I've tried to debug memory crash in my Python C extension and tried to run script under valgrind. I found there is too much "noise" in the valgrind output, even if I've ran simple command as:
valgrind python -c ""
Valgrind output full of repeated info like this:
==12317== Invalid read of size 4
==12317== at 0x409CF59: PyObject_Free (in /usr/lib/libpython2.5.so.1.0)

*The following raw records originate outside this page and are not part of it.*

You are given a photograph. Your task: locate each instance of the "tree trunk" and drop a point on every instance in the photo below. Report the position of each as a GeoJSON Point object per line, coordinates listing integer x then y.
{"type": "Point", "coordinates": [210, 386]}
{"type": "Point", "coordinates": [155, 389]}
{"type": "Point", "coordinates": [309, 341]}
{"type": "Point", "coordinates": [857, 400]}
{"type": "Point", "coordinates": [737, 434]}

==12317== by 0x405C7C7: PyGrammar_RemoveAccelerators (in /usr/lib/libpython2.5.so.1.0)
==12317== by 0x410A1EC: Py_Finalize (in /usr/lib/libpython2.5.so.1.0)
==12317== by 0x4114FD1: Py_Main (in /usr/lib/libpython2.5.so.1.0)
==12317== by 0x8048591: main (in /usr/bin/python2.5)
==12317== Address 0x43CD010 is 7,016 bytes inside a block of size 8,208 free'd
==12317== at 0x4022F6C: free (in /usr/lib/valgrind/x86-linux/vgpreload_memcheck.so)
==12317== by 0x4107ACC: PyArena_Free (in /usr/lib/libpython2.5.so.1.0)
==12317== by 0x41095D7: PyRun_StringFlags (in /usr/lib/libpython2.5.so.1.0)
==12317== by 0x40DF262: (within /usr/lib/libpython2.5.so.1.0)
==12317== by 0x4099569: PyCFunction_Call (in /usr/lib/libpython2.5.so.1.0)
==12317== by 0x40E76CC: PyEval_EvalFrameEx (in /usr/lib/libpython2.5.so.1.0)
==12317== by 0x40E70F3: PyEval_EvalFrameEx (in /usr/lib/libpython2.5.so.1.0)
==12317== by 0x40E896A: PyEval_EvalCodeEx (in /usr/lib/libpython2.5.so.1.0)
==12317== by 0x40E8AC2: PyEval_EvalCode (in /usr/lib/libpython2.5.so.1.0)
==12317== by 0x40FD99C: PyImport_ExecCodeModuleEx (in /usr/lib/libpython2.5.so.1.0)
==12317== by 0x40FFC93: (within /usr/lib/libpython2.5.so.1.0)
==12317== by 0x41002B0: (within /usr/lib/libpython2.5.so.1.0)
Python 2.5.2 on Slackware 12.2.
Is it normal behavior? If so then valgrind maybe is inappropriate tool for debugging memory errors in Python?
You could try using the suppression file that comes with the python source
Reading the Python Valgrind README is a good idea too!